Investor melihat langkah tersebut sebagai indikasi awal kembalinya kebijakan pelonggaran kuantitatif (Quantitative Easing/QE). Kementerian Keuangan AS dilaporkan siap menggunakan Treasury General Account (TGA) yang memiliki saldo hampir US$ 1 triliun untuk mendanai aksi buyback tersebut.

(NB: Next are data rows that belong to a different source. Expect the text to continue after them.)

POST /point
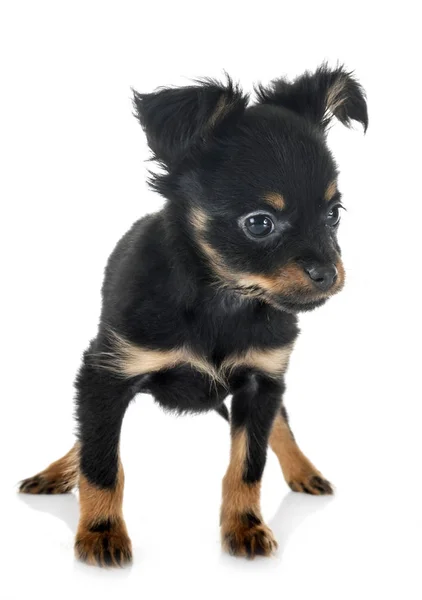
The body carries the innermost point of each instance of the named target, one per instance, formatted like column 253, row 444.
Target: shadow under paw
column 104, row 545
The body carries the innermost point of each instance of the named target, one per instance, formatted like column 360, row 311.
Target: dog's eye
column 259, row 225
column 333, row 216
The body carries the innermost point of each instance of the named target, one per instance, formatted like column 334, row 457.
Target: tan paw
column 311, row 484
column 246, row 535
column 104, row 544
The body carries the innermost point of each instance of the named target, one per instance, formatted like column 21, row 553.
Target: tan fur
column 102, row 506
column 296, row 467
column 97, row 504
column 289, row 280
column 131, row 360
column 275, row 200
column 58, row 478
column 292, row 279
column 240, row 535
column 238, row 496
column 330, row 191
column 273, row 361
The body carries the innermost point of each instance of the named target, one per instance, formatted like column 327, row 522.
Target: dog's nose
column 323, row 277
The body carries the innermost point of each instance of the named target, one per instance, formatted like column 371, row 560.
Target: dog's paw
column 246, row 535
column 104, row 545
column 43, row 484
column 311, row 484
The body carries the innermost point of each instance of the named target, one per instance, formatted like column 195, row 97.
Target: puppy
column 201, row 299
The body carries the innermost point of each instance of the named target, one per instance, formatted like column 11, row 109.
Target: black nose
column 323, row 277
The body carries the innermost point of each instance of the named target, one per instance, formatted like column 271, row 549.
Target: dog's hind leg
column 299, row 473
column 58, row 478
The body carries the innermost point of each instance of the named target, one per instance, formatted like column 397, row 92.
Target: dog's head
column 255, row 186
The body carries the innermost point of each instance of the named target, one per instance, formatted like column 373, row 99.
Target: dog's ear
column 178, row 121
column 319, row 96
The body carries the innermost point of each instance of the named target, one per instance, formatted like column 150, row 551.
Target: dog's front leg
column 256, row 400
column 102, row 399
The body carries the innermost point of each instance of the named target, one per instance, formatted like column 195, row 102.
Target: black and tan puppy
column 200, row 299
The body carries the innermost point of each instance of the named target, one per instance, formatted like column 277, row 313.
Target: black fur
column 220, row 156
column 193, row 276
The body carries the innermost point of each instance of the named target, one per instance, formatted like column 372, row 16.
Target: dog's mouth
column 293, row 300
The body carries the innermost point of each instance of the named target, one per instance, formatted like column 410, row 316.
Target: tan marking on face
column 295, row 465
column 289, row 279
column 275, row 200
column 292, row 280
column 330, row 191
column 273, row 361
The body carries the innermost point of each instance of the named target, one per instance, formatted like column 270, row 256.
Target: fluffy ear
column 319, row 96
column 179, row 120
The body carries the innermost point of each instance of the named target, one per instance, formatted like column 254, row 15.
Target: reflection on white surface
column 62, row 506
column 294, row 509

“Niat Kementerian Keuangan untuk mengendalikan imbal hasil obligasi telah menghidupkan kembali strategi debasement trade. Terkikisnya kepercayaan terhadap obligasi dan mata uang fiat memicu peralihan modal besar-besaran ke aset terdesentralisasi seperti emas dan Bitcoin,” ungkap Analis Pasar Utama FxPro, Alex Kuptsikevich.
Kritik Investor Kawakan Bertentangan dengan Antusiasme Pasar Kripto
Meskipun disambut positif oleh pelaku pasar kripto, intervensi Kementerian Keuangan AS menuai kritik tajam dari investor kawakan Stanley Druckenmiller. Ia memperingatkan bahwa upaya menekan imbal hasil obligasi secara paksa tidak akan berkelanjutan.
Druckenmiller berpendapat bahwa pemerintah tidak akan pernah bisa melawan hukum fundamental pasar. Menurutnya, satu-satunya cara menurunkan imbal hasil obligasi secara permanen adalah dengan memangkas defisit anggaran AS sebesar US$ 1,8 triliun dan melakukan reformasi belanja negara secara mendasar.
Di sisi lain, para analis dan trader kripto melihat intervensi pemerintah AS ini sebagai pendorong baru bagi tren penguatan pasar (bull market). Pendiri lembaga riset 10x Research, Markus Thielen, menyatakan bahwa reli kali ini secara resmi membangkitkan kembali gairah pasar (animal spirits).
Mantan CEO BitMEX, Arthur Hayes, menyampaikan sentimen serupa dan mengingatkan investor untuk memanfaatkan momen ini dengan bijak tanpa penggunaan leverage berlebih, mengingat volatilitas tinggi diprediksi masih akan membayangi pergerakan harga.
Apa Itu Debasement Trade?
Debasement trade adalah strategi investasi yang berfokus pada pengalihan modal dari mata uang fiat dan obligasi pemerintah ke aset lindung nilai (safe haven) seperti emas dan Bitcoin. Strategi ini umum digunakan ketika pemerintah atau bank sentral dinilai meningkatkan pencetakan uang dan penambahan utang nasional, yang berisiko menurunkan nilai tukar riil mata uang serta memicu inflasi.
Di tengah lonjakan utang nasional AS yang telah menembus US$ 40 triliun, instrumen kripto terdesentralisasi seperti Bitcoin semakin banyak dilirik sebagai alternatif ‘digital gold’ untuk menjaga nilai kekayaan dalam jangka panjang.